10 Quick Tips on How To Teach Middle School Math


1) Be Specific and Clear

Math notation can get confusing. Students may understand 3x represents three x's, but some students may miss that x is one x. Another example is that 4 = 4/1. Also, use correct vocabulary while teaching, and encourage your students to do the same. 


2) Use Color

This is a great strategy especially when teaching expressions and equations. Putting a visual to like terms will help students make sense of the expression or equation. You could use color to circle the similar terms, or for each step in solving the equation. 


3) Focus on Problem-Solving

Yes you are teaching math, but you are also teaching problem-solving skills. Be careful not to do the thinking for them. This is why I steer away from using algorithms without meaning.


4) Plan Your Questions

Write questions you will ask as part of your lesson plans. Quality questions are a key part to quality teaching. Use critical-thinking questions to help guide their thinking throughout the class time.


5) Teach Deep First

Take the time to teach the content deep and correctly the first time around. This may require more time, but less reviewing will be needed.


6) Explain Thinking

Have the students explain their thinking.  You can have them do this verbally or written. 
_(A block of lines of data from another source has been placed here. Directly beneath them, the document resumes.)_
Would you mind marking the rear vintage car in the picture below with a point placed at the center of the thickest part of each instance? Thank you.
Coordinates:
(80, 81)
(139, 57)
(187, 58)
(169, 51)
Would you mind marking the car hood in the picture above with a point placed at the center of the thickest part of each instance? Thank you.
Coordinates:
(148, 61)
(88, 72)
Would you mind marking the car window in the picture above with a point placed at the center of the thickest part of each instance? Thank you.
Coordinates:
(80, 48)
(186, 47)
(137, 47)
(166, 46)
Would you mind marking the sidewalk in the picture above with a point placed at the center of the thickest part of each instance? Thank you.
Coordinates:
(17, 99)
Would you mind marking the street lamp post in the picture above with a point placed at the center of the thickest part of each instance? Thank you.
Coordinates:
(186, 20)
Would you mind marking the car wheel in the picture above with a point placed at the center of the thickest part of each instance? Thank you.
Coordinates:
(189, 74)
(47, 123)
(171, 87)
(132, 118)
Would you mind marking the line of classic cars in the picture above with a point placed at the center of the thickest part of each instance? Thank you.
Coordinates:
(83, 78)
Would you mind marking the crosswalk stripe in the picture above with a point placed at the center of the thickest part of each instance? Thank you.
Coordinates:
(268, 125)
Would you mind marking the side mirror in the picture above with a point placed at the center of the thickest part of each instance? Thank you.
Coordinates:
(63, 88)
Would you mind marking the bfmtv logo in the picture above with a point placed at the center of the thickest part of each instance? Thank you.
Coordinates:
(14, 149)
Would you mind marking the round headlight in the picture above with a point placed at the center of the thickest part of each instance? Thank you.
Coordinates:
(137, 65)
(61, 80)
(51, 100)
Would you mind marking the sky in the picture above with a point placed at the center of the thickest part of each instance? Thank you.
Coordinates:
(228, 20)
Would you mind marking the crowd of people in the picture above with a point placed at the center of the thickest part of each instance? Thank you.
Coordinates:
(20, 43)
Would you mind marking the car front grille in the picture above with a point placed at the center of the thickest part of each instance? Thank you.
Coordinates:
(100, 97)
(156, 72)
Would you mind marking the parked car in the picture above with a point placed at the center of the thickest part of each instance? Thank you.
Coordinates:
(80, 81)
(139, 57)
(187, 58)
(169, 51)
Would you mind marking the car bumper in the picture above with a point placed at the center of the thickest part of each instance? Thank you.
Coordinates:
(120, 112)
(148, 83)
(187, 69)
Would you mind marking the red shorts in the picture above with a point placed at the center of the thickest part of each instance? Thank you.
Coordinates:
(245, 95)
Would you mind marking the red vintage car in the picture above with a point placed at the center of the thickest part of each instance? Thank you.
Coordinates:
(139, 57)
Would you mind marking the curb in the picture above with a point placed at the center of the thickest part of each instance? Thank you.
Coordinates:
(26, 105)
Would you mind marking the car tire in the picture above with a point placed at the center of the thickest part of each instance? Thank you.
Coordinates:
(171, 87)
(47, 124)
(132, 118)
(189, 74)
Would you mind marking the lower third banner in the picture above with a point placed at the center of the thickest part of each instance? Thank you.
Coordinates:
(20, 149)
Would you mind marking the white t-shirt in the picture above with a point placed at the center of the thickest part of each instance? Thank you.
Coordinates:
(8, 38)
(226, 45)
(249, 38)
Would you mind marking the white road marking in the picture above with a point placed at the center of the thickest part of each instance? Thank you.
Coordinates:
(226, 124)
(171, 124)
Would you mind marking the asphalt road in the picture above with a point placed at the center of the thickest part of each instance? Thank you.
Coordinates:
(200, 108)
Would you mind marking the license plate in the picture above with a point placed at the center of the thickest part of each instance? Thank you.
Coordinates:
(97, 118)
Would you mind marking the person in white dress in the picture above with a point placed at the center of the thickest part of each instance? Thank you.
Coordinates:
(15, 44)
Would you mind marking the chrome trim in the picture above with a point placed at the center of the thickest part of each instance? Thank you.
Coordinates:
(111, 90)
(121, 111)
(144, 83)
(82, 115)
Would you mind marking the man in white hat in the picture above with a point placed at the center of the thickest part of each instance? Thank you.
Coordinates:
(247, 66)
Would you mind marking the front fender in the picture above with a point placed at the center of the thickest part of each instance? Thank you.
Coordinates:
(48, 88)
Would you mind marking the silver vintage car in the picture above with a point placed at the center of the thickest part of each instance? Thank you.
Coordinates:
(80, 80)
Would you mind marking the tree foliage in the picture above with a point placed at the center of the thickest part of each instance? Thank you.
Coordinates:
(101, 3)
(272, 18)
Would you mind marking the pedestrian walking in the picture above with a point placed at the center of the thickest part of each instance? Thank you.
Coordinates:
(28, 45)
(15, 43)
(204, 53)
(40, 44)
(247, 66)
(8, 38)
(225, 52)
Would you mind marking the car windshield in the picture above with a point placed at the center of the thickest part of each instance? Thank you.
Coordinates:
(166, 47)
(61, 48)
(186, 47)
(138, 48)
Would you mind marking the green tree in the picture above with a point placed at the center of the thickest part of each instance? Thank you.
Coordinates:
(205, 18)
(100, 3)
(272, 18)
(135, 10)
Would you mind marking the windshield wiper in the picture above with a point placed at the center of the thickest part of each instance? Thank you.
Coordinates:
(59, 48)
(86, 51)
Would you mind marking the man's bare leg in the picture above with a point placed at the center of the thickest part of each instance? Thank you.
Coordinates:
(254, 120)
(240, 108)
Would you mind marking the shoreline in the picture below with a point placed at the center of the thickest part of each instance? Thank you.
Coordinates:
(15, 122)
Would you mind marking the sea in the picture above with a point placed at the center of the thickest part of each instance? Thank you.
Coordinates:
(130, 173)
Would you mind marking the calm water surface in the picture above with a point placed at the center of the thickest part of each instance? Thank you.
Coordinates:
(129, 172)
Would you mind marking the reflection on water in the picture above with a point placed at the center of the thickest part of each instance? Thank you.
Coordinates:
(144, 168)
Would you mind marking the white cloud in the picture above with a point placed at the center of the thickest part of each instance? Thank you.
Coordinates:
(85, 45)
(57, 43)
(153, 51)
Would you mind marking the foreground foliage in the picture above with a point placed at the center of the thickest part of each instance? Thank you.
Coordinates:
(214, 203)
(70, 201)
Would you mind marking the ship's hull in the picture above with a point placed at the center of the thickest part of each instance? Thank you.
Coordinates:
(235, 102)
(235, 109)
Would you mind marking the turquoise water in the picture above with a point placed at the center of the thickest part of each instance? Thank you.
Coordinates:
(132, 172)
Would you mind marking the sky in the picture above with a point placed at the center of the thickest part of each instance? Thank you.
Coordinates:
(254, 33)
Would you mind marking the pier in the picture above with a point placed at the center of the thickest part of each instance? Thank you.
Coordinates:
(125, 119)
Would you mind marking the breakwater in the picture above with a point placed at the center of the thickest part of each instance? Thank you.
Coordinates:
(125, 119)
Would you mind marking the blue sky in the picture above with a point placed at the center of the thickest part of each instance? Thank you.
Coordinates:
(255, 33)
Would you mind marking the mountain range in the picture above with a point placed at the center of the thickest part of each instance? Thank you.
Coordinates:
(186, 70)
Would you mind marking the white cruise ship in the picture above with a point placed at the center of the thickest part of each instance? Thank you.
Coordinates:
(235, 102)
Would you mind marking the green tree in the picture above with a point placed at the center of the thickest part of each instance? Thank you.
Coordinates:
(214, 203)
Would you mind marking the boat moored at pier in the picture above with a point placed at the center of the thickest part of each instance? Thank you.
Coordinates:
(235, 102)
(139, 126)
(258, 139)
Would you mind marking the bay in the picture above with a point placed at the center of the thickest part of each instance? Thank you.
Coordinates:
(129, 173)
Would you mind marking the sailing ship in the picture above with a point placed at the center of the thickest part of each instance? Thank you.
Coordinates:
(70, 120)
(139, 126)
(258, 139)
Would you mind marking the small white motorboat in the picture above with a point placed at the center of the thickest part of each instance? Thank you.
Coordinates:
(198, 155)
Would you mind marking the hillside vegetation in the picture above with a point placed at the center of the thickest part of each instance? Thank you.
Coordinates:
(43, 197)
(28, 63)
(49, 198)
7) Less Problems but Deeper Thinking

While I do think there is a place for fluency problems in the math classroom, fluency problems should not dominate student work.  Less is often more. 


8) Discovery Before Lectures

Give your students discovery problems with a low-floor and high-ceiling to introduce them to new concepts. Then you can discuss as a class what they discovered. "Lectures" can be used more as a summary of what was learned.


9) Continuous Growth Mindset

Take time to teach a growth math mindset throughout the year. Students often need a consistent reminder that they can learn math. 


10) Give Yourself Grace

Teaching math is tough especially in the middle grades when students have often already developed their view of math. Sometimes a lesson will totally fail, and that is ok. Take the time to think about what went well, and what could have been better. You are doing better than you think you are.